For goals to be meaningful and effective in motivating employees, they must be tied to larger organizational ambitions.
Employees who don’t understand the roles they play in company success are more likely to become disengaged.
No matter what level the employee is at, he should be able to articulate exactly how his efforts feed into the broader company strategy.
Make sure goals are attainable but challenging
Since employees are ultimately responsible for reaching their goals, they need to have a strong voice in setting them.
Ask your employee to draft goals that directly contribute to the organization’s mission. Once she’s suggested initial goals, discuss whether her targets are both realistic and challenging enough. Your team members are likely to resent you if you insist on goals that are too challenging to accomplish. At the same time, you don’t want to aim too low, either. If you are overly cautious, you will miss opportunities and settle for mediocrity.

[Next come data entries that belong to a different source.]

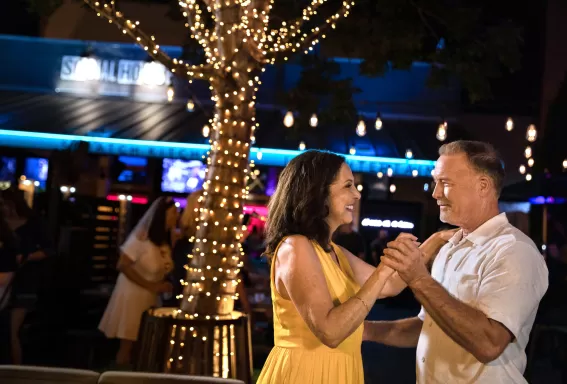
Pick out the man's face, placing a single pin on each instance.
(456, 189)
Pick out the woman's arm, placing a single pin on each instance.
(395, 284)
(300, 278)
(126, 266)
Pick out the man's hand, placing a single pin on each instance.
(404, 256)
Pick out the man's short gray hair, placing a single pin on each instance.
(482, 156)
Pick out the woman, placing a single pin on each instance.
(35, 246)
(321, 293)
(145, 261)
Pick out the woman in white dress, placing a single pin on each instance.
(145, 261)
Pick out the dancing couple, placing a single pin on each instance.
(479, 285)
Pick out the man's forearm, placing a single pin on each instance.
(465, 325)
(400, 333)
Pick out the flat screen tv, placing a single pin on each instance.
(130, 170)
(182, 176)
(7, 168)
(37, 169)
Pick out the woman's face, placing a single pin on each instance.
(343, 195)
(171, 216)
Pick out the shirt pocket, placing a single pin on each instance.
(465, 285)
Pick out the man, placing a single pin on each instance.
(480, 301)
(354, 242)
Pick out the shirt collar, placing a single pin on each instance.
(483, 233)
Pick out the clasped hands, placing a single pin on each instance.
(409, 258)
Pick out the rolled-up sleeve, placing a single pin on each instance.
(512, 286)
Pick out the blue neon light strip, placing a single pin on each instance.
(145, 148)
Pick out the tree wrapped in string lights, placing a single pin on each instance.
(238, 43)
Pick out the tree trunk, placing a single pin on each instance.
(213, 269)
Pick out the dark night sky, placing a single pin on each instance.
(516, 93)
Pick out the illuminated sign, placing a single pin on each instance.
(377, 223)
(125, 72)
(162, 149)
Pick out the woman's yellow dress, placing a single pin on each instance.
(298, 357)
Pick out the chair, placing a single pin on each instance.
(22, 374)
(159, 378)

When done well, stretch goals create a lot of energy and momentum in an organization. But, when done badly, they do not achieve the goal of motivating employees and helping them achieve better performance as they were designed to do. Even worse, poorly set goals can be destructive to employees’ morale and productivity, and to the organization’s performance overall.
Create a plan for success
Once a goal is set, ask your employee to explain how he plans to meet it. Have him break goals down into tasks and set interim objectives, especially if it’s a large or long-term project. Ask your employee: what are the appropriate milestones? What are possible risks and how do you plan to manage them?
Don’t wait for review time or the end of a project to check in. Review both long-term and short-term goals on a regular basis.
But do remember to celebrate milestones once they have been reached. Taking the time to celebrate is important because it acknowledges people’s hard work, boosts morale and keeps up the momentum. If you want something to grow, pour champagne on it.